Do you board an airplane hoping no babies or small children will be seated near you?
I admit to an involuntary scanning of my nearby seatmates when I board a plane, hoping not to see any wee ones. As anybody carrying a baby or with a toddler in tow struggles up the aisle, my brain starts silently intoning, “Please don’t sit here. Please don’t sit here. Please don’t sit here.”
I feel really badly I do this. That used to be me with the diaper bag and a cute little blonde toddler on my hip.
My worst trip as the parent of children on an airplane happened some 28 years ago on a flight from Philadelphia to Pittsburgh to visit my in laws. We must have bought tickets at the last minute because my seat was in the last row, between two businessmen, with an almost two year old boy on my lap. They weren’t smiling. I tried not to let any cheerio dust or apple juice get on them. I don’t recall any smelly or leaky diaper scenario, but maybe I’m just repressing the memory.
Mercifully, the flight was only an hour and the kid (remember, we’re talking about an almost two year old here) managed to keep it together.
In 2012, Malaysia Airlines banned all children under the age of twelve from the upstairs seating on its double decker planes—even from the upstairs economy class. This was an extension of the policy it implemented in 2011, barring children from the first class section.
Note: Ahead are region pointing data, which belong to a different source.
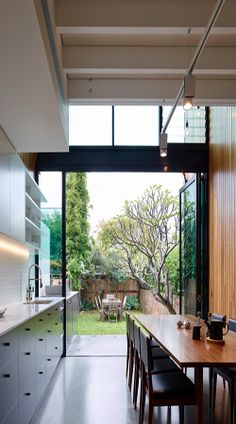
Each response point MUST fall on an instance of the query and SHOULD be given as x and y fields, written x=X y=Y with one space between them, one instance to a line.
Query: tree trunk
x=164 y=302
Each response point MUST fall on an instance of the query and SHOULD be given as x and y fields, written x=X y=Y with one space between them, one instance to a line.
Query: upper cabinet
x=20 y=196
x=17 y=201
x=33 y=214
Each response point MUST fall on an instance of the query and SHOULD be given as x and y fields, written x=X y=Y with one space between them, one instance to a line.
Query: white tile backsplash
x=13 y=280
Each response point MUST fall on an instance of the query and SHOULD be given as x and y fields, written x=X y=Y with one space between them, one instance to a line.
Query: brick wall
x=151 y=306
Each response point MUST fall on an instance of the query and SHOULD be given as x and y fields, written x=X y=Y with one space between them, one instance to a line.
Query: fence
x=103 y=286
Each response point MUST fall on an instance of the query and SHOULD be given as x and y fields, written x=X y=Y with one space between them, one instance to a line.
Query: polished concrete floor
x=102 y=345
x=92 y=389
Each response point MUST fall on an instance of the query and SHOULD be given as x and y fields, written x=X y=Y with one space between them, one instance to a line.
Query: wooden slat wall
x=222 y=211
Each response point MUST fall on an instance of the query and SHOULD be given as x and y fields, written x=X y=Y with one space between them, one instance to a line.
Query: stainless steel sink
x=38 y=302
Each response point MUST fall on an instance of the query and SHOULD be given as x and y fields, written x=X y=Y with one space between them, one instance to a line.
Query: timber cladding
x=222 y=211
x=103 y=286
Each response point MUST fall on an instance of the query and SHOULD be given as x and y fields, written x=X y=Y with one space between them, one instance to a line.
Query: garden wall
x=152 y=306
x=103 y=286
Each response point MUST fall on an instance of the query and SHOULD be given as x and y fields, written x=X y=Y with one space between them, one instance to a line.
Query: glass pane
x=90 y=125
x=136 y=125
x=186 y=126
x=51 y=238
x=188 y=249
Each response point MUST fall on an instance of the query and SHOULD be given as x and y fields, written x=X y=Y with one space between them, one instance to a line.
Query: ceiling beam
x=78 y=58
x=147 y=13
x=148 y=91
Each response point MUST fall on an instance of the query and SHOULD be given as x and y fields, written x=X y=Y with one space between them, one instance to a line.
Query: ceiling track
x=215 y=13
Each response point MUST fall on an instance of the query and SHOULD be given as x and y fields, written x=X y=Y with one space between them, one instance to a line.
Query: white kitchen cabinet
x=4 y=194
x=17 y=201
x=20 y=216
x=29 y=355
x=8 y=375
x=33 y=213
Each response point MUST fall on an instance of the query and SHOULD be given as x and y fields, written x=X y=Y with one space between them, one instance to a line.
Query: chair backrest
x=131 y=329
x=232 y=324
x=218 y=317
x=96 y=301
x=110 y=296
x=127 y=319
x=137 y=337
x=99 y=300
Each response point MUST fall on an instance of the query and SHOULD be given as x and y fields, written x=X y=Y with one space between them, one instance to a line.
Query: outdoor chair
x=101 y=310
x=113 y=310
x=110 y=296
x=162 y=388
x=228 y=374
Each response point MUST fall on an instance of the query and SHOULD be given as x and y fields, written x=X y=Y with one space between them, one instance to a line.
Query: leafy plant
x=132 y=302
x=86 y=306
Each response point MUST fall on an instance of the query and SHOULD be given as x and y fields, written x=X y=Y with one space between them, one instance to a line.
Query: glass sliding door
x=193 y=247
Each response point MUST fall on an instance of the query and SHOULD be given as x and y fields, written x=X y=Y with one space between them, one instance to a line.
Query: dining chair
x=228 y=374
x=131 y=351
x=162 y=388
x=217 y=317
x=160 y=363
x=127 y=318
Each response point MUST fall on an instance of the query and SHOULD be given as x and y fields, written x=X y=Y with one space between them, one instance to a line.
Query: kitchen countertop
x=18 y=313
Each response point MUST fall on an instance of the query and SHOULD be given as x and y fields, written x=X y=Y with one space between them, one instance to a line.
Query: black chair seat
x=158 y=353
x=164 y=365
x=154 y=343
x=226 y=372
x=172 y=386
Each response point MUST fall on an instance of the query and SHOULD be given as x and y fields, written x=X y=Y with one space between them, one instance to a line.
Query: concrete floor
x=104 y=345
x=92 y=389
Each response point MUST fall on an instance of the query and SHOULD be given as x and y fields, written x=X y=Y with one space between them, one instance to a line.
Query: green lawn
x=90 y=323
Prior to a 2011 Travel and Meetings trade show, a survey of 1,000 business class fliers found that 75% of business class airplane passengers are “irritated” by children on airplanes in business class.
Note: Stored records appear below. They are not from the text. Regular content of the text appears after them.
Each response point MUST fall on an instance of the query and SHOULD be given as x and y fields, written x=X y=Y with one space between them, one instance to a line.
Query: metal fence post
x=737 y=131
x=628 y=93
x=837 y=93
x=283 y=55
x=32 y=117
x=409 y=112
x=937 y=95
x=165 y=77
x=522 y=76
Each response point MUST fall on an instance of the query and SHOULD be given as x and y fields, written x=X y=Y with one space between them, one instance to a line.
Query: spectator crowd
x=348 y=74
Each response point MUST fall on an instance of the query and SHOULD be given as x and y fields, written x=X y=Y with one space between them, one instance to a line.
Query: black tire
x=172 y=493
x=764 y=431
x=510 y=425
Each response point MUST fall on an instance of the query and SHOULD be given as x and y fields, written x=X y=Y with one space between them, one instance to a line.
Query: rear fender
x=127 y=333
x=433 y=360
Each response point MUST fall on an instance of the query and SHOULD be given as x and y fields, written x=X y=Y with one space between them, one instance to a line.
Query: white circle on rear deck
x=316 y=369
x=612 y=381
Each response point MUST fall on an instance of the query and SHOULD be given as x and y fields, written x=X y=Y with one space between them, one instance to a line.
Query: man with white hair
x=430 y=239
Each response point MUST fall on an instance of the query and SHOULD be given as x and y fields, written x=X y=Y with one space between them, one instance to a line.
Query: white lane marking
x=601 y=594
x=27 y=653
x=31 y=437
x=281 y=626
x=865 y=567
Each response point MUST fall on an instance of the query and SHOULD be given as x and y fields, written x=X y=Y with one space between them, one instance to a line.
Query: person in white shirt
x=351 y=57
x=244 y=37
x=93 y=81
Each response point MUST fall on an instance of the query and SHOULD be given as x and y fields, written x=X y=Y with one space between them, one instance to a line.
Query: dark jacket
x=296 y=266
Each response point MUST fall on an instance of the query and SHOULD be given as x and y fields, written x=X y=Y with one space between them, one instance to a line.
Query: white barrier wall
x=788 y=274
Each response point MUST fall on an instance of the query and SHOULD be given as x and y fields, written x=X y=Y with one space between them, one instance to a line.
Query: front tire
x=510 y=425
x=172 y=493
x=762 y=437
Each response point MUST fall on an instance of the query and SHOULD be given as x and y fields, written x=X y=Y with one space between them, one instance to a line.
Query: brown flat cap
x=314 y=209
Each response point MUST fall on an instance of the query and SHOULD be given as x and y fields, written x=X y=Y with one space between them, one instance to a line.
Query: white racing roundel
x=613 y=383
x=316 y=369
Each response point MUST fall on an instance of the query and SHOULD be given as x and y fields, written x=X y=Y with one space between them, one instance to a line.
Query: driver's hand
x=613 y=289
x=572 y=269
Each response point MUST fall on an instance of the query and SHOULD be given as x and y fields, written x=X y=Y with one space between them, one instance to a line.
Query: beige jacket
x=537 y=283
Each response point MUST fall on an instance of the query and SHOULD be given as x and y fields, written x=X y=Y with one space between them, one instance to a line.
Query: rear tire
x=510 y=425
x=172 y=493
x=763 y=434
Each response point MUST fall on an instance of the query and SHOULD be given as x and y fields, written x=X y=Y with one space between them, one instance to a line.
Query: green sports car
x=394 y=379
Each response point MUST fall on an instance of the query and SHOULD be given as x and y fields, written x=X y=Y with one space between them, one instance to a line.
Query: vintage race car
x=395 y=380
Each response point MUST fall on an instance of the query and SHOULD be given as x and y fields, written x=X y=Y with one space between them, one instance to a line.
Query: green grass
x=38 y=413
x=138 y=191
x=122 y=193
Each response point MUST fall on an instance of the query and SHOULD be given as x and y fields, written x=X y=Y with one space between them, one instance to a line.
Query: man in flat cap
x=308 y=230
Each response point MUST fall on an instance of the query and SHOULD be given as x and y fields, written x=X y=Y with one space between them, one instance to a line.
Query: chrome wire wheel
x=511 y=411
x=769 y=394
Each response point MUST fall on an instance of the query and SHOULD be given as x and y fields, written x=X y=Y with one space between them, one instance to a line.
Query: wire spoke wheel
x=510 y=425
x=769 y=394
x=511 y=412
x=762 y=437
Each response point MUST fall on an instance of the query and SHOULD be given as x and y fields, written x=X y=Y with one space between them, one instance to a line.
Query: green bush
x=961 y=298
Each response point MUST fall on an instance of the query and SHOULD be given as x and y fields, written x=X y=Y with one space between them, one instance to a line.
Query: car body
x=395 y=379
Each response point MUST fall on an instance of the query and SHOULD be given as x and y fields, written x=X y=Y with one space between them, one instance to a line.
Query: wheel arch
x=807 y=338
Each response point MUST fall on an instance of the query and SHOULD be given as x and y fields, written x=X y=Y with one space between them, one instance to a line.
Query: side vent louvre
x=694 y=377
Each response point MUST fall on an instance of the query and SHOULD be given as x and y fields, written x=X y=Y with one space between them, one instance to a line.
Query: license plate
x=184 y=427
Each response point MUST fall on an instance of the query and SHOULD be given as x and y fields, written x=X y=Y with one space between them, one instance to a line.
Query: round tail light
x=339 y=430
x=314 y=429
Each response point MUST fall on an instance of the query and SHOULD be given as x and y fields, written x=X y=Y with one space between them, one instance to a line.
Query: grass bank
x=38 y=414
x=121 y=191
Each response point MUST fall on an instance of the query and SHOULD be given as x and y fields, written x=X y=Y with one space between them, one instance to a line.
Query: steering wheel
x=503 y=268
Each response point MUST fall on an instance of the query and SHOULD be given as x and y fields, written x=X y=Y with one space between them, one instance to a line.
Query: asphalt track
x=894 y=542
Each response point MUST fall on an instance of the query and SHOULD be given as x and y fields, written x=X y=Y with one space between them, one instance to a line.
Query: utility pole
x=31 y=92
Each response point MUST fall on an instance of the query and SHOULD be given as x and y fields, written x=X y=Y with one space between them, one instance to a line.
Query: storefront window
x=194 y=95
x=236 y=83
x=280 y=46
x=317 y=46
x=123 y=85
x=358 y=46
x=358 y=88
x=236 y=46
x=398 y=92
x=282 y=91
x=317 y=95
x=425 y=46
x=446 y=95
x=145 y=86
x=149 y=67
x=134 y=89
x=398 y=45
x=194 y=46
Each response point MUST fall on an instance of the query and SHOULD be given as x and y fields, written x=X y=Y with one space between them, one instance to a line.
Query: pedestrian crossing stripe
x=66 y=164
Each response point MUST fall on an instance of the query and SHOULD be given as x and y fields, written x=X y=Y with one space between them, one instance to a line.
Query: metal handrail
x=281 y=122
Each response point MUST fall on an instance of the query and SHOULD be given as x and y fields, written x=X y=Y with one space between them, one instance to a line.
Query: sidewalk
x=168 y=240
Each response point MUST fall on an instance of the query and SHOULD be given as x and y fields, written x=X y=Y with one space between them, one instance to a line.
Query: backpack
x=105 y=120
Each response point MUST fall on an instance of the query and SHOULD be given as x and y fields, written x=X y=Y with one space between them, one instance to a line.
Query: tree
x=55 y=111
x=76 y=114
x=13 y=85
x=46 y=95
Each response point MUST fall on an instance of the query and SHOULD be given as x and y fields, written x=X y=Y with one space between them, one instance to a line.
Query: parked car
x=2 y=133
Newsflash: You could have saved the money you spent on the survey. I’m willing to go out on a limb and guesstimate that 75% of all airplane passengers in every class have at some time been irritated by a child on an airplane (sometimes, their own offspring!).
I’ll go even further. On every flight, in every class, someone is being irritated by another passenger — and many of the irritants are well over the age of twelve.
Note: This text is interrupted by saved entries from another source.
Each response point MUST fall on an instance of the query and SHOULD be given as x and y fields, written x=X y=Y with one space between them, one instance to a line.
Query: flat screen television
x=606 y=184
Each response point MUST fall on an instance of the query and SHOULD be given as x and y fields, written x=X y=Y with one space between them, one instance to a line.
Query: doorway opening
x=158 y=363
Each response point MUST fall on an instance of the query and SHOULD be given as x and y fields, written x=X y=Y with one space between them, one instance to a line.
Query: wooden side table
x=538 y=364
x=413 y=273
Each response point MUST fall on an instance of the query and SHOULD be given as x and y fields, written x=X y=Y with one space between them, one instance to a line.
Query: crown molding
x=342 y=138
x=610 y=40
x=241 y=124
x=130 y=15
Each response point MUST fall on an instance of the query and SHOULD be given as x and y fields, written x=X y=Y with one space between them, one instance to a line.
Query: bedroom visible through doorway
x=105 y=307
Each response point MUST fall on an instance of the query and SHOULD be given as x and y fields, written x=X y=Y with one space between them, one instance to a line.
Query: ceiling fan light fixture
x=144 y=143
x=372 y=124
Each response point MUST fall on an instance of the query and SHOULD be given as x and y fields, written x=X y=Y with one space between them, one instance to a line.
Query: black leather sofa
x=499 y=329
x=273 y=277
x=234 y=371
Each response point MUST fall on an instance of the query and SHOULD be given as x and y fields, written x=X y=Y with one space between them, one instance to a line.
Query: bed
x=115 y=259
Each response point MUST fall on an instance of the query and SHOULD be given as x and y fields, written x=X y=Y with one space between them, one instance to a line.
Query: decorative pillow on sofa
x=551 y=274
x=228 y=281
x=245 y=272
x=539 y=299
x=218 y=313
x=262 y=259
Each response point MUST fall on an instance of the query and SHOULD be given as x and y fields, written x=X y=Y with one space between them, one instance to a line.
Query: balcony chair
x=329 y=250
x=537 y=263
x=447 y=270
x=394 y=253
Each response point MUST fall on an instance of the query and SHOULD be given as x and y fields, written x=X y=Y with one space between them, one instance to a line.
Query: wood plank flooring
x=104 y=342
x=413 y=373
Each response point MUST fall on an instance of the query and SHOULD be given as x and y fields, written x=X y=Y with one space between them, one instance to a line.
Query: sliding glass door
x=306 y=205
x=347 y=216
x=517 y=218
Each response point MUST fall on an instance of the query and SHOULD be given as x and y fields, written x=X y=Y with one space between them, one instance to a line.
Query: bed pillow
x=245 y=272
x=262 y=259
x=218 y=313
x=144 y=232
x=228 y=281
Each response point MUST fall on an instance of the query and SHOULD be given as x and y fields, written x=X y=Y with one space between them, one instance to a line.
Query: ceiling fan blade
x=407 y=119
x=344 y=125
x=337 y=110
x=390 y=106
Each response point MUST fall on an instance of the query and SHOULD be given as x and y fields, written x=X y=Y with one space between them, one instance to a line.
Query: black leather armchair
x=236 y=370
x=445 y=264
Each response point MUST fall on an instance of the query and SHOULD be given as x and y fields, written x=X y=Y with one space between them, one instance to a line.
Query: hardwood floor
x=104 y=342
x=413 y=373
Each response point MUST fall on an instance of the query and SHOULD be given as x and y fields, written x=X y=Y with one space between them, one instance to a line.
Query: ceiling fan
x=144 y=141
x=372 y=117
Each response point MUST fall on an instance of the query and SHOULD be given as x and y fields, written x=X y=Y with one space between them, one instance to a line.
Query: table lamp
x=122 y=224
BEYOND CHILDREN ON AIRPLANES
If you fly with any regularity (once a year is sufficient), you will be familiar with the following scenarios:
- The yakkers seated behind, in front or next to you who just WILL NOT SHUT UP;
- The guy next to you who hogs the armrest — for six hours;
- The large husband and large wife (we’re talking seat belt extenders) who have chosen window and aisle seats, leaving you squished in the middle;
- The person next to the window in your row who had more than one beer in the airport and has now learned that you can’t buy beer, you can only rent it. Accordingly this person needs to use the bathroom every time you just manage to fall asleep;
- The person who, without warning, slams their seat back, propelling a hot (or cold) beverage onto your lap;
- The person who decided there was no need to shower just to get on an airplane; and,
- That same person who slumps over onto you every time they fall asleep. This person also drools.
Rather than penalize fliers with children, I’m thinking the answer might be drugs. No, not for the babies – for the grown ups!
TIP FOR TAKING CHILDREN ON AIRPLANES
From time to time, I’ve read about other airlines, in addition to Malaysia Airlines, contemplating child restricting policies, but the move is controversial. If this is an important issue for you, it’s prudent to check an airline’s policy before plunking down your money for a non-refundable ticket.